I have divided this task in four simple steps:
- Create a keystore.
- Create a server which is listening on port 9443.
- Create a client which will communicate to the server on port 9443.
- How to run Server and Client using SSL certificate.
Prerequisites:
JDK should be installed.
1. Create a keystore
Create a self-signed certificate using Keytool.
keytool -genkey -keyalg RSA -keystore searchyourqueries.crt -storepass password -alias searchyourqueries -keypass password -validity 3650
After executing this command you will have a certificate named “searchyourqueries.crt”.

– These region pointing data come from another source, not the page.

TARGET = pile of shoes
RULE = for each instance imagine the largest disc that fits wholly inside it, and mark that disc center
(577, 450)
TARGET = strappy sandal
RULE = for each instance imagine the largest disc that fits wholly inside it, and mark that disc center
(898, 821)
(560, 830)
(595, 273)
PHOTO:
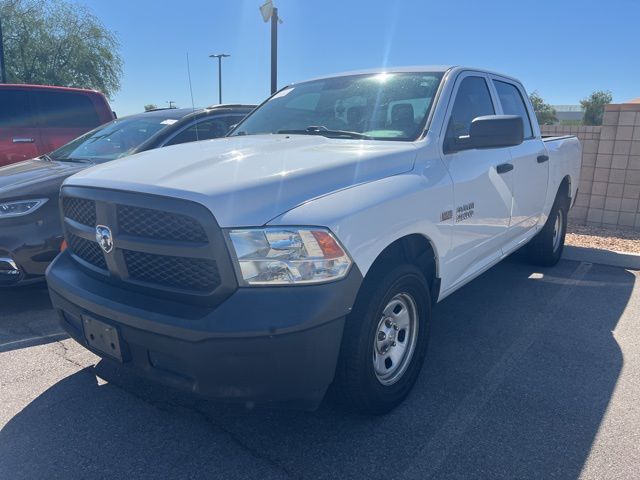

2. Create a server which is listening on port 9443.
import javax.net.ssl.*;
import java.io.*;
public class Server
{
public static void main(String args[])
{
try
{
SSLServerSocketFactory sslserversocketfactory = (SSLServerSocketFactory) SSLServerSocketFactory.getDefault();
SSLServerSocket sslserversocket = (SSLServerSocket) sslserversocketfactory.createServerSocket(9443);
SSLSocket sslsocket = (SSLSocket) sslserversocket.accept();
InputStream is = sslsocket.getInputStream();
InputStreamReader isr = new InputStreamReader(is);
BufferedReader br = new BufferedReader(isr);
String str = null;
while ((str = br.readLine()) != null)
{
System.out.println(str);
System.out.flush();
}
}
catch (Exception ex)
{
ex.printStackTrace();
}
}
}
Compile Server.java using: javac Server.java
3. Create a client which will communicate to the server on port 9443.
import javax.net.ssl.*;
import java.io.*;
public class Client
{
public static void main(String args[])
{
try
{
SSLSocketFactory sslsocketfactory = (SSLSocketFactory) SSLSocketFactory.getDefault();
SSLSocket sslsocket = (SSLSocket) sslsocketfactory.createSocket(“localhost”, 9443);
InputStreamReader isr = new InputStreamReader(System.in);
BufferedReader br = new BufferedReader(isr);
OutputStream os = sslsocket.getOutputStream();
PrintWriter pw = new PrintWriter(os, true);
String str = null;
while ((str = br.readLine()) != null)
{
pw.write(str + ‘\n’);
pw.flush();
}
}
catch (Exception ex)
{
ex.printStackTrace();
}
}
}
Complie Client.java using: javac Client.java
4. How to run Server and Client using SSL certificate.
Firstly, place the certificate which is created in Step 1 at the same location where we have our class files.
Now we need to start the Server using this certificate:
java -Djavax.net.ssl.keyStore=searchyourqueries.crt -Djavax.net.ssl.keyStorePassword=changeit Server
If we do not provide certificate information using -Djavax.net.ssl.keyStore and -Djavax.net.ssl.keyStorePassword swtiches to start the server, then it will raise an error shown below:
then start the Client using the same certificate:
java -Djavax.net.ssl.trustStore=searchyourqueries.crt -Djavax.net.ssl.trustStorePassword=changeit Client
Now your Server and Client are ready to communicate over secure channel.